Dalla disputa di Gesù con i giudei nel tempio, narrata dal Vangelo della III Domenica di Quaresima, si sviluppa la riflessione del cardinale Angelo Scola sul rapporto tra la libertà dell’uomo e la sua responsabilità in ordine al peccato.

«Chiunque commette il peccato è schiavo del peccato». Questa affermazione di Gesù, nella disputa con i giudei narrata dal Vangelo di questa domenica, costituisce un annuncio decisivo e dirompente. Lo fu per gli ebrei di duemila anni fa, fieri di essere figli di Abramo, il credente per eccellenza. Ma lo è ancora di più per noi, uomini del terzo millennio, che forse a nulla teniamo di più che alla nostra libertà. Non mi sembra di esagerare nel dire che la difesa della libertà personale – indipendentemente da come essa venga concepita – accomuna uomini e donne del nostro tempo. Costumi, prassi sociali, leggi… tutto è sottoposto a rigoroso esame per verificare che non attenti alla libertà personale.

Forse è proprio questa ipersensibilità a rendere la stessa parola “peccato” decisamente ostica ai giorni nostri. Ma come lo si può considerare peccato – si pensa e si dice – se è espressione della libertà personale? Eppure le parole di Gesù non possono essere più chiare: «Chiunque commette il peccato è schiavo del peccato». Tentiamo almeno di intuire cosa ci vogliono indicare.

Anzitutto dicendo “chiunque” Gesù ci aiuta a riconoscere che ogni uomo e ogni donna è protagonista della propria esistenza. In ultima istanza nessuno può sostituirsi a lui. Tutti i tentativi totalitari non sono riusciti a cancellare la grandezza incommensurabile dell’io. La partita pertanto si gioca nella vita di ciascuno di noi. Nessuno può dire ultimamente “io non sapevo” oppure “sono stato costretto”: anche nei casi estremi resiste sempre un livello di autocoscienza, magari non espresso ed impenetrabile all’altro, in cui l’io è se stesso e, quindi, misteriosamente, libero e responsabile.

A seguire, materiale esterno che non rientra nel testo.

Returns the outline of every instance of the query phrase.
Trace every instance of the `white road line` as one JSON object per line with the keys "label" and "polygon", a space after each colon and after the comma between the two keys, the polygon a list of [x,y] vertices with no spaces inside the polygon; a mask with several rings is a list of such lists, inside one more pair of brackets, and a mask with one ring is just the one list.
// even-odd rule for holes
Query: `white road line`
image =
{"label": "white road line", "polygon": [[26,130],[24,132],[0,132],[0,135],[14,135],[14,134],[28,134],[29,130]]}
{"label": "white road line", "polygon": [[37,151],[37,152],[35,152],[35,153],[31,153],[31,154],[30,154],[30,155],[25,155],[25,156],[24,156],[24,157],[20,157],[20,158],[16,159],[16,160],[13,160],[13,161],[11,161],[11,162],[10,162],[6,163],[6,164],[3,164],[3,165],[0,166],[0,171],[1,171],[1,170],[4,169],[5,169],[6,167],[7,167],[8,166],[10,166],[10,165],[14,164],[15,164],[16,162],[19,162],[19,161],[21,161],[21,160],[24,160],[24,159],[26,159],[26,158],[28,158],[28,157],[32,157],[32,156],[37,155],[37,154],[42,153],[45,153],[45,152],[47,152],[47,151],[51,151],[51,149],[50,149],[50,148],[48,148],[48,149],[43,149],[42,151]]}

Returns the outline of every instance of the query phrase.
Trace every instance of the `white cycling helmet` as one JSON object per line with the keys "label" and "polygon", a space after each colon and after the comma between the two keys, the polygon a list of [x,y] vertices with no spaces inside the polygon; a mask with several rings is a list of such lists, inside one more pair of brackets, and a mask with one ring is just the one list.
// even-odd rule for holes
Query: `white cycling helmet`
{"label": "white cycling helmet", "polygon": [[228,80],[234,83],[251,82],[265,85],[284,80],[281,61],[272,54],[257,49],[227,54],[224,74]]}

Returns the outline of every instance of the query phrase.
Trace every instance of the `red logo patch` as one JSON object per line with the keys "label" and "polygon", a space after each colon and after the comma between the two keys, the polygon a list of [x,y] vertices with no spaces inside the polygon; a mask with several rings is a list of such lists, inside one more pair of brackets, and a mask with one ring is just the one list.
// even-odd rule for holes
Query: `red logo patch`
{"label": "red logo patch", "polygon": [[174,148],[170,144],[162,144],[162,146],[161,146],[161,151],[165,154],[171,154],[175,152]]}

In secondo luogo Gesù non ha paura di usare la parola “peccato”. Egli è ben consapevole che non tutto ciò che l’uomo compie è necessariamente buono, che tutti possiamo fare e farci del male, possiamo scegliere ciò che non è bene. Non tutto ha valore: nell’attuale frangente storico – finalmente superate le restrizioni mentali di altri tempi – è doveroso decidersi a riconoscere che il bene è bene, e il male è male, e che la nostra libertà è tale perché responsabile del bene e del male che compiamo.

Per farlo non c’è strada migliore che riconoscere l’esito del peccato in noi: esso ci fa veramente schiavi. Nell’illusione di raggiungere la libertà, imbocchiamo percorsi di autosufficienza che conducono inesorabilmente al vicolo cieco della solitudine. E quando l’uomo resta solo, non ci vuole tanto a renderlo schiavo. Basti pensare quanti desideri indotti dai poteri dominanti popolano le nostre giornate!

Quale cammino, allora, verso la libertà? Gesù lo suggerisce con discrezione: «Lo schiavo non resta per sempre nella casa; il figlio vi resta per sempre. Se dunque il Figlio vi farà liberi, sarete liberi davvero». È la strada della filiazione. Il figlio è fino in fondo se stesso – libero! – perché generato ed amato dal Padre. Egli riceve la sua libertà ed è chiamato a giocarsela in proprio nel rapporto col Padre e, quindi, con gli altri. La narrazione più impressionante di questa esperienza umana è la parabola del Padre pieno di misericordia verso il figliol prodigo. Dall’autonomia al rapporto carico di amore reciproco tra Padre e figlio. Un rapporto indubbiamente drammatico, eppure l’unico all’altezza della verità del nostro essere uomini. Abramo, per questo, è la figura emblematica dell’uomo libero.